Democrat Joe Biden on Wednesday predicted victory over President Donald Trump after winning two critical U.S. states, while the Republican incumbent alleged fraud, filed lawsuits and demanded recounts in a race yet to be decided a day after polls closed.
While stopping short of declaring victory, Biden launched a website for a transition to a Democratic-controlled White House. His team called it buildbackbetter.com and declared “the Biden-Harris Administration can hit the ground running on Day One.”
As Trump spent part of the day airing grievances over Twitter, Biden pledged to govern as a unifier if triumphant.

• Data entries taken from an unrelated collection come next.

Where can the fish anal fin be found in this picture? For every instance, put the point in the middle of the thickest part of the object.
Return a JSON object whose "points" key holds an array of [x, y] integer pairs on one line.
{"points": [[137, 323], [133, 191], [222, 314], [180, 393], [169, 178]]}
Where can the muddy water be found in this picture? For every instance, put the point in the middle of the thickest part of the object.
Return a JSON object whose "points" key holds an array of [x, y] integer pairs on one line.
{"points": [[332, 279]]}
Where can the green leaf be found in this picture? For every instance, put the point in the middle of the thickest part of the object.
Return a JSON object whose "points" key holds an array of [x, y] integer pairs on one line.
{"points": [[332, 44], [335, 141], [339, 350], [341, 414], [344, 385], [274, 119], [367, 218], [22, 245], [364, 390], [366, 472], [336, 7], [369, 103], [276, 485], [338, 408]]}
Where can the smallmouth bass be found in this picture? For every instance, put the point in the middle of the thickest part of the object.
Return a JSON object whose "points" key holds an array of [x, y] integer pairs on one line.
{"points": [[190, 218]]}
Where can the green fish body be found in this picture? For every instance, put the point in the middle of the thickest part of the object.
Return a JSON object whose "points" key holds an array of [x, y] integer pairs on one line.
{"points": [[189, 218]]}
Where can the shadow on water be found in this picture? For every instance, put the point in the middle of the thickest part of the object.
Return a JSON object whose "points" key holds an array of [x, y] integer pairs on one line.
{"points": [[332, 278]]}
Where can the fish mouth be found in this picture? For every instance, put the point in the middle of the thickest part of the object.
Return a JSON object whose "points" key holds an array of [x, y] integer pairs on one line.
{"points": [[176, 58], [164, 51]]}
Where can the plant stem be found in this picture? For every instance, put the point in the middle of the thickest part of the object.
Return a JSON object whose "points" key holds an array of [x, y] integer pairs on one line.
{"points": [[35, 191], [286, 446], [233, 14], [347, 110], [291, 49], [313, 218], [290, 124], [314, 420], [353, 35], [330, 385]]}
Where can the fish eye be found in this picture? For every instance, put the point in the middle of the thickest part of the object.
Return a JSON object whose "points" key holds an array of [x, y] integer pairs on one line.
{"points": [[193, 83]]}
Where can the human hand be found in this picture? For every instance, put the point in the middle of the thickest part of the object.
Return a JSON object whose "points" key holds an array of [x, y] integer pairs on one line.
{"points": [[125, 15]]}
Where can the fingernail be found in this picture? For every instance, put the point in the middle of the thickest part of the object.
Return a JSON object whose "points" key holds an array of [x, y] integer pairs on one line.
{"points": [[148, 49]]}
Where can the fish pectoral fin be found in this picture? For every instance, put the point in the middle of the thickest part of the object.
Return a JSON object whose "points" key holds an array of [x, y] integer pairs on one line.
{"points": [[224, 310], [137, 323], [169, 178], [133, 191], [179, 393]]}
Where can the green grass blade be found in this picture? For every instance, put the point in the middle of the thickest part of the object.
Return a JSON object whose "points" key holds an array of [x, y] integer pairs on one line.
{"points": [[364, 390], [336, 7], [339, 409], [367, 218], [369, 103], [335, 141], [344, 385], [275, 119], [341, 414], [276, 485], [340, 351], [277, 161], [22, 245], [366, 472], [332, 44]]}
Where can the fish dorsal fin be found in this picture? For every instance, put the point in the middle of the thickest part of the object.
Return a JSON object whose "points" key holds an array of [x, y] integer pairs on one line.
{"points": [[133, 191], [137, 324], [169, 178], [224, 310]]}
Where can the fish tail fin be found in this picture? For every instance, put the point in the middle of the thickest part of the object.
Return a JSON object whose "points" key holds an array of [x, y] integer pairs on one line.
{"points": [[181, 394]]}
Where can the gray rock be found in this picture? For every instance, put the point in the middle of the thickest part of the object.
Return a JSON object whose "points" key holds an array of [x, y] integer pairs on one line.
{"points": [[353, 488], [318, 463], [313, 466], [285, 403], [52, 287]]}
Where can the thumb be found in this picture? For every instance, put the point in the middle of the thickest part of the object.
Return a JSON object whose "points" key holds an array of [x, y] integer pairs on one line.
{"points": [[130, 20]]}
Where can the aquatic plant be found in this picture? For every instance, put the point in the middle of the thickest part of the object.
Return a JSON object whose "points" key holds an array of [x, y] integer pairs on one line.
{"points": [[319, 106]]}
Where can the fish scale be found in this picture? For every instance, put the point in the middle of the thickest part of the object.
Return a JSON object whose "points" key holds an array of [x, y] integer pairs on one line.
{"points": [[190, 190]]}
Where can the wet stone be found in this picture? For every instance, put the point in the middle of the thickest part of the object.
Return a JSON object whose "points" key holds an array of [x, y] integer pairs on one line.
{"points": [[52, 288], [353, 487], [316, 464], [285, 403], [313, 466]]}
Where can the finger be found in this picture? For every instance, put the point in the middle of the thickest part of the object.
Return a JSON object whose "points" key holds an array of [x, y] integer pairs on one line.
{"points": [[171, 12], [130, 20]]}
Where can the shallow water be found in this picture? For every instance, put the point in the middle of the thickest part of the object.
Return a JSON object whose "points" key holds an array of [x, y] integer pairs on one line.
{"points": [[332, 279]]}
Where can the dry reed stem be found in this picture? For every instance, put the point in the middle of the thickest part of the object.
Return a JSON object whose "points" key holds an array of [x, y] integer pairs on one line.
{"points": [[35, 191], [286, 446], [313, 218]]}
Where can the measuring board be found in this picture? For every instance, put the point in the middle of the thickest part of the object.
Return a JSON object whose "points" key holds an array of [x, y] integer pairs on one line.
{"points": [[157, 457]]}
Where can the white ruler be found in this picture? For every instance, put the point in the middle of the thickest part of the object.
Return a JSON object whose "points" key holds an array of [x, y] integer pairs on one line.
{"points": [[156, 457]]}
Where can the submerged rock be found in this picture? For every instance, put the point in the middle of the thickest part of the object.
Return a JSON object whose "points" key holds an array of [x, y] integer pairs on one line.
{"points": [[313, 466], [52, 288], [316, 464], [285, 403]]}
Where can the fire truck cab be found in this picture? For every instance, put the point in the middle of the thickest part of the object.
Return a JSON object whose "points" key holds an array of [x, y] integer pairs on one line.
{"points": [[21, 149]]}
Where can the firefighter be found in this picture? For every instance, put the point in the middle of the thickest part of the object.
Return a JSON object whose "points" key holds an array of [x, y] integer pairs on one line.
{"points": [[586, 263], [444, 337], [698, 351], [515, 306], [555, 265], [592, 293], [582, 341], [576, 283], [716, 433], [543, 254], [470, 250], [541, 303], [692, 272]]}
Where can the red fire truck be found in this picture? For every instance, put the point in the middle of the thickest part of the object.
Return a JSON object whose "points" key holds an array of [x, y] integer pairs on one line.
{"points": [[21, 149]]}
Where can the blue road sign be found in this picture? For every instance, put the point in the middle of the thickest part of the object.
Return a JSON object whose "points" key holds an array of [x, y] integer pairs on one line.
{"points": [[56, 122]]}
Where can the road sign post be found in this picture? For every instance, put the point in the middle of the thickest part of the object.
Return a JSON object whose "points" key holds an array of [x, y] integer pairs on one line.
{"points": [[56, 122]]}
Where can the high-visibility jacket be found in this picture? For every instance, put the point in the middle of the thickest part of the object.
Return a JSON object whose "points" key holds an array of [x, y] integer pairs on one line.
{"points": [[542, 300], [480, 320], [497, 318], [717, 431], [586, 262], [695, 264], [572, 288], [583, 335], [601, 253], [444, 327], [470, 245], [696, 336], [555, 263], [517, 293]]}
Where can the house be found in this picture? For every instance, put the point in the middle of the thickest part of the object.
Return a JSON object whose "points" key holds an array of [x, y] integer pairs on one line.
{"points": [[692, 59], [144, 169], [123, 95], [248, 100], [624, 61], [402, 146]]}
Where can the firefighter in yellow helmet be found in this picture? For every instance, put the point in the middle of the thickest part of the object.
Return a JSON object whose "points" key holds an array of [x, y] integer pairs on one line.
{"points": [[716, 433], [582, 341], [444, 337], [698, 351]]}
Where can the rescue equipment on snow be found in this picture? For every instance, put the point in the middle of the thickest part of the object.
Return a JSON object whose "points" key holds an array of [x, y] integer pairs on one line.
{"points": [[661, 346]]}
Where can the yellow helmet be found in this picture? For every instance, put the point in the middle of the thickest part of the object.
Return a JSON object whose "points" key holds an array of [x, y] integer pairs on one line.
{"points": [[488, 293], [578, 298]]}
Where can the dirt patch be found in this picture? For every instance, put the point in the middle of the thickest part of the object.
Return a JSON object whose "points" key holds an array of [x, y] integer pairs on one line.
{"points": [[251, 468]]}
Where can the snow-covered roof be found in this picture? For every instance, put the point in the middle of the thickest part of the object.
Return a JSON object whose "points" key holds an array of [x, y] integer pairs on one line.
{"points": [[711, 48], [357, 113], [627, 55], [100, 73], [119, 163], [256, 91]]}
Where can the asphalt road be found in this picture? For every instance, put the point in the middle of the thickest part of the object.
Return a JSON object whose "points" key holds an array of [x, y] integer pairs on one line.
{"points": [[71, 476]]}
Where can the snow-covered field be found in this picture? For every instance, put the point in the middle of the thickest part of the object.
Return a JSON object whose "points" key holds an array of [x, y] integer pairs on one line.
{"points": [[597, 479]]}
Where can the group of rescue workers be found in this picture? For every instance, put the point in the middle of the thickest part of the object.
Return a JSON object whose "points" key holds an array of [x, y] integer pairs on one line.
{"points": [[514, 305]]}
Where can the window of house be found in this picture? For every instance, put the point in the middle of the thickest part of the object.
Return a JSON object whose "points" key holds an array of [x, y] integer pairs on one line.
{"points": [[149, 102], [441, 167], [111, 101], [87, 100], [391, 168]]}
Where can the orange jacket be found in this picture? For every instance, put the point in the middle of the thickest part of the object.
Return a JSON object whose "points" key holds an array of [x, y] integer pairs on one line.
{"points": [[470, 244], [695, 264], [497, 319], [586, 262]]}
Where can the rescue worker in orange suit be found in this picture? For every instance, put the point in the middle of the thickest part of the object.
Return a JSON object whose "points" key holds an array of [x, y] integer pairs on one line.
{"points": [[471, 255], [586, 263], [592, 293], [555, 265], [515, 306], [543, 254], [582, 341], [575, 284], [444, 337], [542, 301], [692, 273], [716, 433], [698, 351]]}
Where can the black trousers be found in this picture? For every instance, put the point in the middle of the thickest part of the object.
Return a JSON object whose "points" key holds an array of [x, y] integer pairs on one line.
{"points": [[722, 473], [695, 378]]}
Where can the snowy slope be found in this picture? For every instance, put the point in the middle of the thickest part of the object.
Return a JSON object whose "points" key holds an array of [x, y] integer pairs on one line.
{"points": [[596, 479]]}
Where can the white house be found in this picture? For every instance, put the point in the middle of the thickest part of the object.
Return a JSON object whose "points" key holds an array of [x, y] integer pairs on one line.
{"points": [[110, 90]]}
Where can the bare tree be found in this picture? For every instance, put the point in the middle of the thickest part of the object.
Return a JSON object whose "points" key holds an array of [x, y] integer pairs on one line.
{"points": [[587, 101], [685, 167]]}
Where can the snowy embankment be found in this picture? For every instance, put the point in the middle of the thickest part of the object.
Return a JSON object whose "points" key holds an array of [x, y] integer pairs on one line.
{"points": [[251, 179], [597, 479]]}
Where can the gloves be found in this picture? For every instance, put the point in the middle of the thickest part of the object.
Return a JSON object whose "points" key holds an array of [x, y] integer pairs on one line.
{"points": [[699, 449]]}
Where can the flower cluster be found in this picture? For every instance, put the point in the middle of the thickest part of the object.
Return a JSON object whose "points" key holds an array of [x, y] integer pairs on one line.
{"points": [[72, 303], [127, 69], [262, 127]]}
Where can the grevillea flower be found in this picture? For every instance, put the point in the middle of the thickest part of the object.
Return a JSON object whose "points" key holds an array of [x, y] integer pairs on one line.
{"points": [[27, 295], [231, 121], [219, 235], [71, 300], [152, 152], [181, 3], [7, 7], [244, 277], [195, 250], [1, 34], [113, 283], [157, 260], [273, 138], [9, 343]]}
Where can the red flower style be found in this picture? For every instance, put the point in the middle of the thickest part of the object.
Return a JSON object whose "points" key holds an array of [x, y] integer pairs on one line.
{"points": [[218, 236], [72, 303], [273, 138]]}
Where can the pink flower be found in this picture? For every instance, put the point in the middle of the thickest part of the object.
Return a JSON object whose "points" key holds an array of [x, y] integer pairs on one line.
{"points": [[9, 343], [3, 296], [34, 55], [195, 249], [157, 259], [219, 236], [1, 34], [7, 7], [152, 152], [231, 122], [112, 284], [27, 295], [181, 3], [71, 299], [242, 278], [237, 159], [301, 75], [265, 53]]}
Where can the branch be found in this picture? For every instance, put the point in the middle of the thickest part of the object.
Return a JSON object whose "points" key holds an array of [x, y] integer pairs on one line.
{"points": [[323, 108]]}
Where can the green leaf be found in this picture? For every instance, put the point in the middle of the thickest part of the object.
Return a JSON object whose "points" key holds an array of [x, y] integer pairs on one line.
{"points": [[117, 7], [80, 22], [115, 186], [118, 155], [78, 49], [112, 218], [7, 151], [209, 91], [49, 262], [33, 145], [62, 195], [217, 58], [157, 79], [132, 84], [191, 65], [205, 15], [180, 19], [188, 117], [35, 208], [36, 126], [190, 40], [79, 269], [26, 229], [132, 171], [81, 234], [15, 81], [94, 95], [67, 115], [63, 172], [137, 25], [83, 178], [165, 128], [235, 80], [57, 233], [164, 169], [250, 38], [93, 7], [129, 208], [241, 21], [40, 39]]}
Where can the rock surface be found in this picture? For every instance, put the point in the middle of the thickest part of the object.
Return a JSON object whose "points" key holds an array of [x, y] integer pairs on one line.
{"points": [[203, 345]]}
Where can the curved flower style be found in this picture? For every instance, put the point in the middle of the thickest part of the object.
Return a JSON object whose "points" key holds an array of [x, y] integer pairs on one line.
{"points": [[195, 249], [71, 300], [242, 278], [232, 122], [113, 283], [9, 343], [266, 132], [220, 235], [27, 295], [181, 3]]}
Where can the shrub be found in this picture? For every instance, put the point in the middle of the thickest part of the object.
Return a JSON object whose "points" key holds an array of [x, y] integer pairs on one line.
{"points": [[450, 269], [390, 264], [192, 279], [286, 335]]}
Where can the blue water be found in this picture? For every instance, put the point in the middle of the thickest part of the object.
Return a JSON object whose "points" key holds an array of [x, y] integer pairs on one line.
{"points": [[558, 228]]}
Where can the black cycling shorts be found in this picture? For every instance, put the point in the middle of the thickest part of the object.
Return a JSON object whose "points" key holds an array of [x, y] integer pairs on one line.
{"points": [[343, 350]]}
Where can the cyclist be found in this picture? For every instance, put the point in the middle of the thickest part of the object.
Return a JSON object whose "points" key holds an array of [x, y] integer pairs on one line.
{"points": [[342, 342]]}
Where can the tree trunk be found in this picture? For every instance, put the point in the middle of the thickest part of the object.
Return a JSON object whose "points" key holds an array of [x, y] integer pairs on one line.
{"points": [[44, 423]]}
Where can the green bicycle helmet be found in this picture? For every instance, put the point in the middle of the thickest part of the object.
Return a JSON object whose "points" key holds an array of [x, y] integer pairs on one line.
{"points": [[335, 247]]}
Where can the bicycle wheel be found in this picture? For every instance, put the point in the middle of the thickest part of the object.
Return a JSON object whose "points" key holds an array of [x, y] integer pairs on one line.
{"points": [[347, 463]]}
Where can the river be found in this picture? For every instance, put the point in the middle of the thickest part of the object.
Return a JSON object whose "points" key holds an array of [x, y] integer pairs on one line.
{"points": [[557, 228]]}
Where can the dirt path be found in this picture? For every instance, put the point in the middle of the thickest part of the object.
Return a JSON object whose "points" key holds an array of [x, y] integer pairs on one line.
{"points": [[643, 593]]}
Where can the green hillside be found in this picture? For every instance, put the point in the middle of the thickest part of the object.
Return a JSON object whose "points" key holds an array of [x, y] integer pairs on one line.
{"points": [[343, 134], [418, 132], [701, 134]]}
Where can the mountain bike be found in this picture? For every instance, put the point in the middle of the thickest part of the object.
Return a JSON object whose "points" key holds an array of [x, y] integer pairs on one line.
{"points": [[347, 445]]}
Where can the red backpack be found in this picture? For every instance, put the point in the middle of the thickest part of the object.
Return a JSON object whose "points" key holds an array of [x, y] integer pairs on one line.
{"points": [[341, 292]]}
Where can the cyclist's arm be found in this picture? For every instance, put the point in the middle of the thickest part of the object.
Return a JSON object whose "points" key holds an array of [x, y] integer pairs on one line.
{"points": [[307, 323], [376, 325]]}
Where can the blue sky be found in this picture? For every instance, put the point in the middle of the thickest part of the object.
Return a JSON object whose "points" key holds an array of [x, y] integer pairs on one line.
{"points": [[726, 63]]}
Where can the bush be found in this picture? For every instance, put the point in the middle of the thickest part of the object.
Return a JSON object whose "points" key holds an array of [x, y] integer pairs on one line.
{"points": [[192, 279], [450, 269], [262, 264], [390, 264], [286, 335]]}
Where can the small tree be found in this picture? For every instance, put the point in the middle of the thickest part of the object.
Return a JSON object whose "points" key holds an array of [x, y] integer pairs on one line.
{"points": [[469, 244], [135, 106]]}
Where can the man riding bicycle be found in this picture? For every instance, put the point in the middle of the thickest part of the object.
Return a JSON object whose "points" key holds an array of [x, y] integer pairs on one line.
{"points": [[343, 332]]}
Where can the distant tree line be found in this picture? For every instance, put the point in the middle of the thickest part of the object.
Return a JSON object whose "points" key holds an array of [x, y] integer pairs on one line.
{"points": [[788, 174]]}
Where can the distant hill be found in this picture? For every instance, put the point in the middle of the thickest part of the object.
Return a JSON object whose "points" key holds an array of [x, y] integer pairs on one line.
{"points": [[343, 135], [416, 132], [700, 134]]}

“What brings us together as Americans is so much stronger than anything that can tear us apart,” Biden, appearing with his running mate Kamala Harris, said in his home state of Delaware on Wednesday.
At the moment, not including Wisconsin, where the Republican Trump has demanded a recount, Edison Research gives Biden a 243 to 213 lead over Trump in Electoral College votes, which are largely based on a state’s population.
A former vice president with five decades in public life, Biden, 77, was projected by television networks to win the Midwestern states of Michigan and Wisconsin, a boost to his hopes of entering the White House on Jan. 20.
Trump, 74, who won both states in 2016, now has fewer options to secure a second four-year term. He hopes to avoid becoming the first incumbent U.S. president to lose a re-election bid since George H.W. Bush in 1992.